Autophagic activity was investigated in 115 patients with non-small cell lung carcinoma treated with surgery (64 squamous cell carcinomas, 24 adenocarcinomas of mixed subtype, 18 large cell carcinomas, 9 uncommon types). The median overall survival was 32 months (range, 2-102 months). We used the MAP1LC3A antibody and a standard immunohistochemical technique. Autophagic activity was correlated with clinical and pathologic parameters.

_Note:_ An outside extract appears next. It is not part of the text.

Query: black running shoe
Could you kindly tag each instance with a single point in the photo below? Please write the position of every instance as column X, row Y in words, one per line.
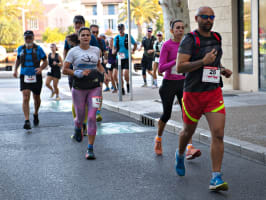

Immunohistochemical examination revealed three patterns of autophagic activity: diffuse cytoplasmic, cytoplasmic perinuclear, and “stone-like” structures (SLSs), which are dense, rounded cytosolic structures typically enclosed within light-chain 3 (LC3) A-positive vacuoles. A high SLS count was associated with a reduction of the overall median survival from 88 to 15 months and constituted the strongest independent variable in multivariate analysis. Interestingly, a high presence of SLS defined significantly poor prognosis within stage I and II, whereas a similar trend was noted within stage III. The other two patterns of LC3A reactivity were not correlated with prognosis.
Exaggerated autophagy, as indicated by the intense presence of SLSs, is strongly correlated with a poor outcome in non-small cell lung carcinoma, suggesting possibly that autophagy functions as a survival tool in cancer cells.